I would say critical hubs pk identification as per business needs, and core attributes of hubs and links:

  • ingest json into VARIANT similar type as-is, due to potentially complexity better just flatten the real few core json fields, then as business consumers start asking more fields, its easy BV views flattening json fields from the raw SAT.
  • Eventually that will continue (new views for demanded new fields), flattening json is fast in Snowflake and more Important views are easy to update.. eventually everyone will gain good grasp of what great hubs, SATs and links would a materialization of the json data could be.

So: ingest json in single column VARIANT–> expand with views –> wait till consumers stabilize on their needs –> and build views on BV or Presentation data products layer –> wait let interaction happen with views till materialize questionnaires into their own hubs, sats, links and etc..

For example its very common and good practice to keep in 1 single variant column metadata about all dv actions (source system, source table, Ingestion process , app_id, bu_id, etc etc, governance cols, etc)

1 Like

Hi Martin

Semi-structured data is always going to be the bane of any architecture really. I think DV2.1 does more thinking in this space but I’ll give my take on the limited DV2.0 perspective.

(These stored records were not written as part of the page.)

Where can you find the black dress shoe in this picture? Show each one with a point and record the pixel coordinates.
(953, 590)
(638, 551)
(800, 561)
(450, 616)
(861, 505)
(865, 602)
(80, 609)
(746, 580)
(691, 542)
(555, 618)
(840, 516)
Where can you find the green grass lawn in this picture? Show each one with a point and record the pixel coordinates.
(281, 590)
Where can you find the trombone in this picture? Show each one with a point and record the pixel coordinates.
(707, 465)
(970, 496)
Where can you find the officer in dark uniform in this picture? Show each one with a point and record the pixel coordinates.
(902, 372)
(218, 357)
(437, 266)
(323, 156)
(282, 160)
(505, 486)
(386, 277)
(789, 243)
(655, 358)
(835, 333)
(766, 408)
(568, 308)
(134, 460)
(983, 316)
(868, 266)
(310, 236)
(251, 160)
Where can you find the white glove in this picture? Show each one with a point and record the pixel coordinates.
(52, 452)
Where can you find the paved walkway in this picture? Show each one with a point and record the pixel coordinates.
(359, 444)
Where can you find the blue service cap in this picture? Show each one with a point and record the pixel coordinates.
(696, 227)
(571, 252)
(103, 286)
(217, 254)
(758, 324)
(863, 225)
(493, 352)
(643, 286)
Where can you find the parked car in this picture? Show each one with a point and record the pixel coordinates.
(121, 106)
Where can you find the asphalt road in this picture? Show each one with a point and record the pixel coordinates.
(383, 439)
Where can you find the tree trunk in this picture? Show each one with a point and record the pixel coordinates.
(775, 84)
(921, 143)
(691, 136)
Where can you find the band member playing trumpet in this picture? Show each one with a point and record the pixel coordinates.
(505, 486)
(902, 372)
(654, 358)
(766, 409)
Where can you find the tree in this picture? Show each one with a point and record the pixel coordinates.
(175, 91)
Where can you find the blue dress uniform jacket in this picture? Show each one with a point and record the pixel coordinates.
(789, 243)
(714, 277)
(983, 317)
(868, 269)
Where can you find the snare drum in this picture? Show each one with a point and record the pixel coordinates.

As Emmanuel mentioned all modern data platforms have options for storing semi-structured data directly in a column. So you can treat it as a payload column. If there’s business keys in there you can pull them out in staging and handle them separately. This is my least prefered method mostly because these platforms are still trying to figure out how to handle these data types efficiently. Storing semi-structured data in an architected warehouse of any stripes feels like an anti-pattern.

The alternative that I do like but isn’t always applicable is more of an organisational approach. Establish with your source what the schema of the incoming JSON is,. And enforce this as a data-contract, ensure that any data not matching this schema is rejected and reported as a source error.

If it matches the schema then normalise and flatten the data on ingestion and treat the structured data like structured data.

If you can’t establish the shape of the data you’re being provided then trying to model it in anyway that favours optimization or efficiency is basically a non-starter.

Frankie

1 Like